Junayna Ahmed

Personal information
- Born: 30 June 2003 (age 23) London, Great Britain

Sport
- Sport: Swimming
- Strokes: Butterfly; Freestyle; Medley;

Medal record
Women's swimming
Representing Bangladesh
South Asian Games
| Bronze medal – third place | 2019 Kathmandu | 200 m freestyle |
| Bronze medal – third place | 2019 Kathmandu | 800 m freestyle |
| Bronze medal – third place | 2019 Kathmandu | 200 m butterfly |
| Bronze medal – third place | 2019 Kathmandu | 400 m individual medley |

= Junayna Ahmed =

Bangladeshi swimmer (born 2003)

Junayna Ahmed (born 30 June 2003) is a Bangladeshi swimmer. She represented Bangladesh at the 2019 World Aquatics Championships held in Gwangju, South Korea. She competed in the women's 50 metre freestyle and women's 200 metre butterfly events. In both events she did not advance to compete in the semi-finals.
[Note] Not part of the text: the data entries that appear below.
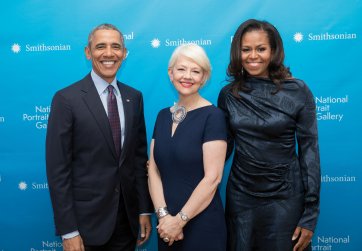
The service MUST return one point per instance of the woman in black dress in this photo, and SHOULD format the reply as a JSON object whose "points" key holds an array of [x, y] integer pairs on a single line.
{"points": [[272, 197], [187, 157]]}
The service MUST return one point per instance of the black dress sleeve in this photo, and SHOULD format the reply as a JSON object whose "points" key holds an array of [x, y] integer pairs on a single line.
{"points": [[308, 153], [221, 103]]}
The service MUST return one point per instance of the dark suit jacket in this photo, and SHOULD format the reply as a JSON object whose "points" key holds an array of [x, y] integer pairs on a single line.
{"points": [[84, 175]]}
In 2019, she won the bronze medal in the women's 400 metre individual medley event at the South Asian Games held in Nepal. She also won the bronze medal in the women's 200 metre freestyle, women's 800 metre freestyle and women's 200 metre butterfly events.

She competed in the women's 50 metre freestyle event at the 2020 Summer Olympics held in Tokyo, Japan.